Lahan seluas 127.780 meter persegi sekitar 12 hektare menjadi pusat sengketa antara BMKG dan pihak yang mengklaim sebagai ahli waris. Menurut keterangan, para anggota GRIB Jaya mulai menempati lahan tersebut dua tahun lalu. Namun, klaim itu tidak berdiri tanpa kontroversi. BMKG menyebutkan bahwa lahan tersebut sah dimiliki oleh negara berdasarkan Sertifikat Hak Pakai (SHP) Nomor 1/Pondok Betung yang diterbitkan pada tahun 2003.

Persoalan ini mencuat ke permukaan setelah pihak BMKG melaporkan dugaan pendudukan ilegal ke kepolisian. Alhasil, sebanyak 17 orang yang diduga merupakan anggota GRIB Jaya diamankan. BMKG menyatakan, kelompok tersebut yang dikaitkan dengan tokoh bernama Hercules telah menempati lahan tanpa izin resmi.

Namun di balik tindakan tersebut, tersimpan cerita dari pihak lain.
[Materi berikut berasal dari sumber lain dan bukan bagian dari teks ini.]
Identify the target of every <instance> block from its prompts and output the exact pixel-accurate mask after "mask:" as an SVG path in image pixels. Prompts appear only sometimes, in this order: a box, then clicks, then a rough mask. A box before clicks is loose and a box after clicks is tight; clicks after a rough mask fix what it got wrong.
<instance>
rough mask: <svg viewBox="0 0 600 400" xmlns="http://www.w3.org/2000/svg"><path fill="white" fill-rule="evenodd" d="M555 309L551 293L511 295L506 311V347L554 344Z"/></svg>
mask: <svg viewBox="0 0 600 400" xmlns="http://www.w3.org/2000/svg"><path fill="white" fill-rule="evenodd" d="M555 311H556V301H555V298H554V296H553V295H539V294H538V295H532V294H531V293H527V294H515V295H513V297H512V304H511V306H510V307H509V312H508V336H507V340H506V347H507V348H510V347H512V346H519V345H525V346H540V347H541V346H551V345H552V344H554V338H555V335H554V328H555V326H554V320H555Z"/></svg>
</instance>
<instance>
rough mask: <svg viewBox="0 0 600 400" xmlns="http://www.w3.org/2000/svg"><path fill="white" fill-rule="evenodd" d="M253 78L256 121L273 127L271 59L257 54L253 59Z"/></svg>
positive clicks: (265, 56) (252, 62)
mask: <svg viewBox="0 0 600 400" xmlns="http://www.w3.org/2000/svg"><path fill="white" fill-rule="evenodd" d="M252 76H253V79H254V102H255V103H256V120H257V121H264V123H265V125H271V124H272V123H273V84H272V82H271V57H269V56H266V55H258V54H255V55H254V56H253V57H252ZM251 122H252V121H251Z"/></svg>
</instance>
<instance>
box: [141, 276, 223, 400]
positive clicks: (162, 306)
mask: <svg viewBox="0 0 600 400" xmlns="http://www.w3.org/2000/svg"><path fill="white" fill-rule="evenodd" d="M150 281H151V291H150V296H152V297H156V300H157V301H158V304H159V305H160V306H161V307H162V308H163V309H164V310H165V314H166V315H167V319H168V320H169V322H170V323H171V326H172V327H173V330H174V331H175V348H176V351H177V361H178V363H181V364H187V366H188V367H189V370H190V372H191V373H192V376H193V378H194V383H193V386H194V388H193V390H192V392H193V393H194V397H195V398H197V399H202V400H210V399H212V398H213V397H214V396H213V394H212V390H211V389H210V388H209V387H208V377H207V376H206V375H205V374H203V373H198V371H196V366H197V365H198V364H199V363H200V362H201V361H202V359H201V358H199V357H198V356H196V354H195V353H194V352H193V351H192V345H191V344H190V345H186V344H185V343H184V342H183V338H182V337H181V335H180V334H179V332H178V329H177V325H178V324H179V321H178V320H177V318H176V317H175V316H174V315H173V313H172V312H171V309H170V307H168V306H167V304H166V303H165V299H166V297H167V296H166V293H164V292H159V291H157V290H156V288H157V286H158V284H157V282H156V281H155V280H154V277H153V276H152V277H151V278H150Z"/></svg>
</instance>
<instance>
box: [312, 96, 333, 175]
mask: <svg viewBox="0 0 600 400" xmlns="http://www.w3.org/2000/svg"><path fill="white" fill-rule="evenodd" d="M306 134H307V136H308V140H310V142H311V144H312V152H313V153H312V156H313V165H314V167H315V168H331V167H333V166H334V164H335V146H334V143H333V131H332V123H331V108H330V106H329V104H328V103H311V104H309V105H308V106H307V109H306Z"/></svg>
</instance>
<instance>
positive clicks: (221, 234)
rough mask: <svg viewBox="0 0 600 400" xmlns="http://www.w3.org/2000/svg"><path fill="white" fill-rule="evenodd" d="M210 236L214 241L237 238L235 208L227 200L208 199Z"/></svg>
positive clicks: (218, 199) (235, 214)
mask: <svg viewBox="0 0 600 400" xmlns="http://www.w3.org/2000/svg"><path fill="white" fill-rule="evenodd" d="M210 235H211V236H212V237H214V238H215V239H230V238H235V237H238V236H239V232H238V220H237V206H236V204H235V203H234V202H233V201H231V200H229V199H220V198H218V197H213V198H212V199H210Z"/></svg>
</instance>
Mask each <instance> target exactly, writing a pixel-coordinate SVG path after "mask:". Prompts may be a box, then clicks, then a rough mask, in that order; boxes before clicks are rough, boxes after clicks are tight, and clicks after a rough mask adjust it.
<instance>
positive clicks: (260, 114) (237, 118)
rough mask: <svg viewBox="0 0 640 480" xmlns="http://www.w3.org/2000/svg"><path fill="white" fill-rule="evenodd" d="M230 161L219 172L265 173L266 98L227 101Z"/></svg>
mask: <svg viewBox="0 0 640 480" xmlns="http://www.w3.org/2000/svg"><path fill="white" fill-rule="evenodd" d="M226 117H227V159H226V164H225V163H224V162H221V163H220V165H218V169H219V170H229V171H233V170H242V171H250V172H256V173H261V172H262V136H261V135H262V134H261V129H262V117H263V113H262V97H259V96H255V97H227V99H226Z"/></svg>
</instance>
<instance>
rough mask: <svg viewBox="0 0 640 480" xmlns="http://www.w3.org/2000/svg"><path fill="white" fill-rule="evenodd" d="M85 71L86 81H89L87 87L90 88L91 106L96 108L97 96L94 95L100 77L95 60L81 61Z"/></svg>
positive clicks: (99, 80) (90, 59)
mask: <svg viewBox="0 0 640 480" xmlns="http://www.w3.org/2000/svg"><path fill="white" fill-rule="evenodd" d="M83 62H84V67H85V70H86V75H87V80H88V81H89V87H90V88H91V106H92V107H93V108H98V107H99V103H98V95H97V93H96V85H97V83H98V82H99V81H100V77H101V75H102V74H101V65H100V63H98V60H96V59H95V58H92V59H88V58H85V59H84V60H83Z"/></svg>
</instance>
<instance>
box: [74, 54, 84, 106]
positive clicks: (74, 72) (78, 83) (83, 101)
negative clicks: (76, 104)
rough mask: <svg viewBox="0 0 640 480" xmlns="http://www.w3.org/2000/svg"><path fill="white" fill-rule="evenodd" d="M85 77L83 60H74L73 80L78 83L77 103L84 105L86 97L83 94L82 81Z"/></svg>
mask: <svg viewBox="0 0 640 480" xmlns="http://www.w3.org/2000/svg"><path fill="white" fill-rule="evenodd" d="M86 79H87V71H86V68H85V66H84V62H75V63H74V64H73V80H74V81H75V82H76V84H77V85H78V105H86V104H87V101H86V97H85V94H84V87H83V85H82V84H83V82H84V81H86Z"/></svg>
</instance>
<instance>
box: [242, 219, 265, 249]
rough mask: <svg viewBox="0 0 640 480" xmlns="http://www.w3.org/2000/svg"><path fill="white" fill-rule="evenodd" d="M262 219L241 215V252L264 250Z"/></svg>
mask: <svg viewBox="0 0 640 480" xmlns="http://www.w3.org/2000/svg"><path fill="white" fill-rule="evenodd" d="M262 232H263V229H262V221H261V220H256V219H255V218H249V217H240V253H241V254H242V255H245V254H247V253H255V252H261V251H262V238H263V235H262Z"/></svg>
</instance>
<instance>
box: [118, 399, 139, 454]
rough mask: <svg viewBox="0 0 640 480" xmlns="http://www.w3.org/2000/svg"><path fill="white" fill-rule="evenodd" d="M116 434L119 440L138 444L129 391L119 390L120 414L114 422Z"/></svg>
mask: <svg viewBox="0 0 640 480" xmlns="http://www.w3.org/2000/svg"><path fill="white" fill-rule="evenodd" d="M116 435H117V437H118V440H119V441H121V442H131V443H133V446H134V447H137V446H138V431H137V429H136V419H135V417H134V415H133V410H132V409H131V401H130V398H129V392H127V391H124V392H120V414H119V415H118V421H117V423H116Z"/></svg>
Menurut pengakuan salah satu warga yang mengaku sebagai ahli waris, perjuangan mempertahankan hak atas tanah itu sudah berlangsung lama. Sejak tahun 2007, upaya hukum telah ditempuh dengan mengajukan peninjauan kembali (PK). Sayangnya, hingga tahun 2022, BMKG diklaim belum menerima surat eksekusi yang memungkinkan pengosongan lahan secara hukum.

Advertisement

Rasa putus asa mulai menggelayuti para ahli waris yang sudah mencoba berbagai jalur, termasuk meminta bantuan sejumlah pengacara. Namun, hasilnya tetap nihil. Di tengah keputusasaan itulah, muncul tawaran bantuan dari pihak GRIB Jaya. Salah seorang ahli waris mengaku bahwa GRIB bersedia membantu tanpa meminta bayaran sepeser pun. "Saya orang enggak punya. Dia enggak minta apa-apa, yang penting membantu saya," tuturnya.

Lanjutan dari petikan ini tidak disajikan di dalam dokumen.